The Kessler colony has been out of contact for nearly six years. Kirk is gravely injured while investigating. What is the colony's dark secret, and how far will Spock go to save his captain?
"Not of That Feather" by Nancy Kippax and Beverly Volker was published in 1975 in Contact #1. It may be read online.
Kirk, Spock, and McCoy beam down to check on a colony that hasn't been heard from in nearly six years--since a year after it was first set up. Upon arriving at the Kessler Colony, they're greeted by Leon Kessler. He explains that their transmitter was "destroyed in a small fire six years ago", hands them his reports on paper, and urges them to hurry away. They become suspicious and investigate a bit; when they are a little away from the colony, Kessler arranges a landslide to kill them. They escape death, but Kirk is trapped. Already suspecting foul play, Spock returns to the village for aid, but Kessler's aid has a price: "Will you beg, Spock? For your Captain's life, will you get down on your knees and beg?"
Eventually, the details are revealed: a plant was discovered on the planet that has the effect of "[making] people passive, obedient, like slaves". Kessler has been giving it to the colonists, and killed any dissenters. Eventually, Kessler is killed (by his sister, Lydra, who had been aiding Spock), his co-conspirators are captured, and Kirk safely returned to the Enterprise for treatment.
The story ends with a reference to Shakespeare's Timon of Athens, which also supplies the title.

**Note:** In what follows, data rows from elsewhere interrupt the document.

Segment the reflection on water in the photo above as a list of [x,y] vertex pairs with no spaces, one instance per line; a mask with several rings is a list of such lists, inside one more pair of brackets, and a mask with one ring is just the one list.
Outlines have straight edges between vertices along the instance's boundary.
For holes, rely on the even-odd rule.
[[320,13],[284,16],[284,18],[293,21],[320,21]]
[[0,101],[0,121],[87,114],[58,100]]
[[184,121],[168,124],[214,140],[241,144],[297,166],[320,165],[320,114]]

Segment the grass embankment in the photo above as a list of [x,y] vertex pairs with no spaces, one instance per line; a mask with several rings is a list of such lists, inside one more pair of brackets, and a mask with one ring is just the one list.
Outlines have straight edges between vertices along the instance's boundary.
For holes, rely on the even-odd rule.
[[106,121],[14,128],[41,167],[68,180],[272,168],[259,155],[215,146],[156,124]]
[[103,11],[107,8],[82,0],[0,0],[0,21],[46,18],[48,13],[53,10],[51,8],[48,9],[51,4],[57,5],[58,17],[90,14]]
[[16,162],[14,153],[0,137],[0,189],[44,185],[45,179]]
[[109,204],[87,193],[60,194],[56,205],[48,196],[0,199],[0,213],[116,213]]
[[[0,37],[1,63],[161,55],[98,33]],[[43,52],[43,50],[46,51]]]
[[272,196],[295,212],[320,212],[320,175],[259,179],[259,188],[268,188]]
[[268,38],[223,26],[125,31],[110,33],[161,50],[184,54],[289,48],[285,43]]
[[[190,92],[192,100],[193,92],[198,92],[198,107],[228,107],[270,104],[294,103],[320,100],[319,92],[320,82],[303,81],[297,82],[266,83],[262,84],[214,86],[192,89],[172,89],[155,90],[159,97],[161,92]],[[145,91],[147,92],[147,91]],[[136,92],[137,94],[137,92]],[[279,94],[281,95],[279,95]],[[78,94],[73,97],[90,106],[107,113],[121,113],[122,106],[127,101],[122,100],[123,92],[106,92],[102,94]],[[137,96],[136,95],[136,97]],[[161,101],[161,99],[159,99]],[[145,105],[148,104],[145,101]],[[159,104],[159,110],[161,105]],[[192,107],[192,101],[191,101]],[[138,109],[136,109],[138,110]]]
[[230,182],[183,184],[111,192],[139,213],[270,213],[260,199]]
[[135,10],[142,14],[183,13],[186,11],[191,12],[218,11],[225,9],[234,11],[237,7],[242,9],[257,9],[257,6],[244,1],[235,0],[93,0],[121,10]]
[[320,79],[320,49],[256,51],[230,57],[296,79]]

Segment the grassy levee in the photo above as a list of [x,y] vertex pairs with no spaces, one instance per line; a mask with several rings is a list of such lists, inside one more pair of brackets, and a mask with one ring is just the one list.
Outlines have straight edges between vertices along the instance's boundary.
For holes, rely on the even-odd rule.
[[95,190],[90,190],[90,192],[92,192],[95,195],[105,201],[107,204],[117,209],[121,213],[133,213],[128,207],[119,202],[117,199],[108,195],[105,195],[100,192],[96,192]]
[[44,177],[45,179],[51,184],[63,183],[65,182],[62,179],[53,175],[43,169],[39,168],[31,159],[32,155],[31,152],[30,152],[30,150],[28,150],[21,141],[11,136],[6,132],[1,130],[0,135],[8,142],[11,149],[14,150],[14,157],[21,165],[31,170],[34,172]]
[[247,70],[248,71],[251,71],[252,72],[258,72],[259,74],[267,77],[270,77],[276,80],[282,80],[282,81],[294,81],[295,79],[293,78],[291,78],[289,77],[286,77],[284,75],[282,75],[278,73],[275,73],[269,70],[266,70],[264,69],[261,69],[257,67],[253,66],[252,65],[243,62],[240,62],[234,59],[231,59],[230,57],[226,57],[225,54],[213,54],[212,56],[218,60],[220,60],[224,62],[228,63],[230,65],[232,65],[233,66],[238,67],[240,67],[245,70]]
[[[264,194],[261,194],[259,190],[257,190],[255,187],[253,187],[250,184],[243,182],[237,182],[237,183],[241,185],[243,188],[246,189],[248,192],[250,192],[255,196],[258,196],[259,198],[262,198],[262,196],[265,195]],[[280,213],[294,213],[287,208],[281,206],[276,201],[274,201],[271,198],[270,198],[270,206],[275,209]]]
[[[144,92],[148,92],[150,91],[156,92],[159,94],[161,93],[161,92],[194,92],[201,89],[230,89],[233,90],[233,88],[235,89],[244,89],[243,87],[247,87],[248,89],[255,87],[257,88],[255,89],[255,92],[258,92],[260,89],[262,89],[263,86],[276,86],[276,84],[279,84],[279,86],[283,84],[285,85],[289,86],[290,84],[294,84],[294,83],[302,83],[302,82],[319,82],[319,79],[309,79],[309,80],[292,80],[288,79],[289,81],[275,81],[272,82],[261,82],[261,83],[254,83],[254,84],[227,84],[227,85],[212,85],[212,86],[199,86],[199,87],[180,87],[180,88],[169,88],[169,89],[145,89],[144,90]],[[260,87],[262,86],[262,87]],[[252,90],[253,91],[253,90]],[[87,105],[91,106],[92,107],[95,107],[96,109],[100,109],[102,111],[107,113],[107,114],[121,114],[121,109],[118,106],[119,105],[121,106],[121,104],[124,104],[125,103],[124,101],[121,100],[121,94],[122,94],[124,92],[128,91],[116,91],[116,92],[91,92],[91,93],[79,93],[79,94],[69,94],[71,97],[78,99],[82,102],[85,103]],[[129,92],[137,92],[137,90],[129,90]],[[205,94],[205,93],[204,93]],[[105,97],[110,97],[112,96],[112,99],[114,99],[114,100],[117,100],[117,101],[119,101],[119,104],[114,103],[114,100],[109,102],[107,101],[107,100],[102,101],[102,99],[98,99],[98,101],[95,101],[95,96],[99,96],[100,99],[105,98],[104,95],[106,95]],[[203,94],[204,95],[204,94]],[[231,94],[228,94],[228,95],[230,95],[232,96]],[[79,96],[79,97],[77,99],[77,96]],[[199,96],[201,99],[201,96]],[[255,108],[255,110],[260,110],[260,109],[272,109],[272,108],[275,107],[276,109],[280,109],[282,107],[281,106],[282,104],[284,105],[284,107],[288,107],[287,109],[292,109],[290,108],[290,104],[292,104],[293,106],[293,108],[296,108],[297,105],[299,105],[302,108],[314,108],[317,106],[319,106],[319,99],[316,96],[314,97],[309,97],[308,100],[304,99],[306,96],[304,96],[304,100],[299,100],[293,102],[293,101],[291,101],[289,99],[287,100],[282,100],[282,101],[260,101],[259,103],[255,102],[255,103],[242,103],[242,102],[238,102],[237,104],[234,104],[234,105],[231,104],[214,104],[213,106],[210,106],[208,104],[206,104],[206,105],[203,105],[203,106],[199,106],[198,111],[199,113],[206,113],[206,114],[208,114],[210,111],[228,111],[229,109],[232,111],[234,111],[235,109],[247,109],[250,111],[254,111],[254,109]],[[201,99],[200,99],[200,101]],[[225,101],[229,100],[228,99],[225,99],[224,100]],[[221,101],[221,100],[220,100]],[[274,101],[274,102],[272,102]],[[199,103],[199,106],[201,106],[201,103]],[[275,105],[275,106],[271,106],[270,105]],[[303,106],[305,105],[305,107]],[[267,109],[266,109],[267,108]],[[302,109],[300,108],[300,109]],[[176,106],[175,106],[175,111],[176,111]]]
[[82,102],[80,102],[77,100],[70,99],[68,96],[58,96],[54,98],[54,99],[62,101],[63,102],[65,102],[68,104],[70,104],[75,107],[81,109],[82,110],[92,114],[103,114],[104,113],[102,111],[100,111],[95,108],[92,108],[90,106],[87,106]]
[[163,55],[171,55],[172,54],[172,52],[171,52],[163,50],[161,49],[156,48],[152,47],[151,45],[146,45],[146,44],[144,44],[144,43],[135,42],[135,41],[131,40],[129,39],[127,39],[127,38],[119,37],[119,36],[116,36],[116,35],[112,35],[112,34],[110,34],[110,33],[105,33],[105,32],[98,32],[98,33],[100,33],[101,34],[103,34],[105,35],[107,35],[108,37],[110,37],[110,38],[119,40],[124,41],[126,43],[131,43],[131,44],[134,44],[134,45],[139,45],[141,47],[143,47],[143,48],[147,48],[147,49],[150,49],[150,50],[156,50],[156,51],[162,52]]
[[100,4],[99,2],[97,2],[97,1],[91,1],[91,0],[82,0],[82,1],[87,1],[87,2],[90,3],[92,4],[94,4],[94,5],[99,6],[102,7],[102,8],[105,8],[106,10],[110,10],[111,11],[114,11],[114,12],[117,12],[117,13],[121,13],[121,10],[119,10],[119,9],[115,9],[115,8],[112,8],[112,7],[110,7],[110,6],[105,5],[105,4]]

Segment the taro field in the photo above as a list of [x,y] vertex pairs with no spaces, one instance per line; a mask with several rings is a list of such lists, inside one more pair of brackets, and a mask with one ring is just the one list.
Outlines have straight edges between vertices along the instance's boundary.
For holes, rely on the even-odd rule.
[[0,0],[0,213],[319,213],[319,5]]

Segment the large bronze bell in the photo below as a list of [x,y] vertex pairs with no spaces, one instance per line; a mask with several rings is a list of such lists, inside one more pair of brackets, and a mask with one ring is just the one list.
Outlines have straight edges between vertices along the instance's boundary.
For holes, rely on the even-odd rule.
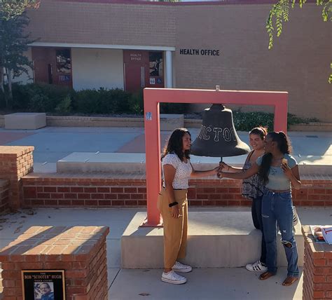
[[191,145],[192,154],[222,158],[249,151],[249,146],[236,133],[230,109],[223,104],[212,104],[205,109],[200,134]]

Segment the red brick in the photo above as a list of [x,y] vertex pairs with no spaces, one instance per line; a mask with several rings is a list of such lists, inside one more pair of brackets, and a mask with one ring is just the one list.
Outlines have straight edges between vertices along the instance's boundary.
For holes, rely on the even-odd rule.
[[325,282],[326,278],[324,275],[315,275],[312,276],[312,281],[314,283]]
[[83,193],[83,187],[78,187],[78,186],[71,186],[70,191],[71,193]]
[[123,188],[111,188],[111,193],[123,193]]
[[325,292],[323,292],[323,291],[314,291],[312,296],[314,297],[314,299],[325,298]]
[[44,192],[45,193],[55,193],[57,191],[56,186],[44,186]]
[[69,193],[70,188],[68,186],[57,186],[58,193]]
[[84,193],[97,193],[97,188],[95,187],[85,187]]
[[97,193],[109,193],[110,189],[109,187],[97,187]]

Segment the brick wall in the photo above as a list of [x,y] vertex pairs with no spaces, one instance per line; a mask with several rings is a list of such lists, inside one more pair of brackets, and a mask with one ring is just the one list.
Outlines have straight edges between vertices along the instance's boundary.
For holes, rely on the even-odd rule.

The basic plot is okay, reminiscent of the sort of thing we saw on the show, but the scene where Spock is made to beg for Kirk's life and initially refuses--not because he believes it will not help, but out of mere pride--feels rather out of place, and generally Kessler's characterization feels off.
According to a post by Nancy Kippax on 2008-05-06, the plot of this story was stolen from an episode of The Big Valley called "The Iron Box".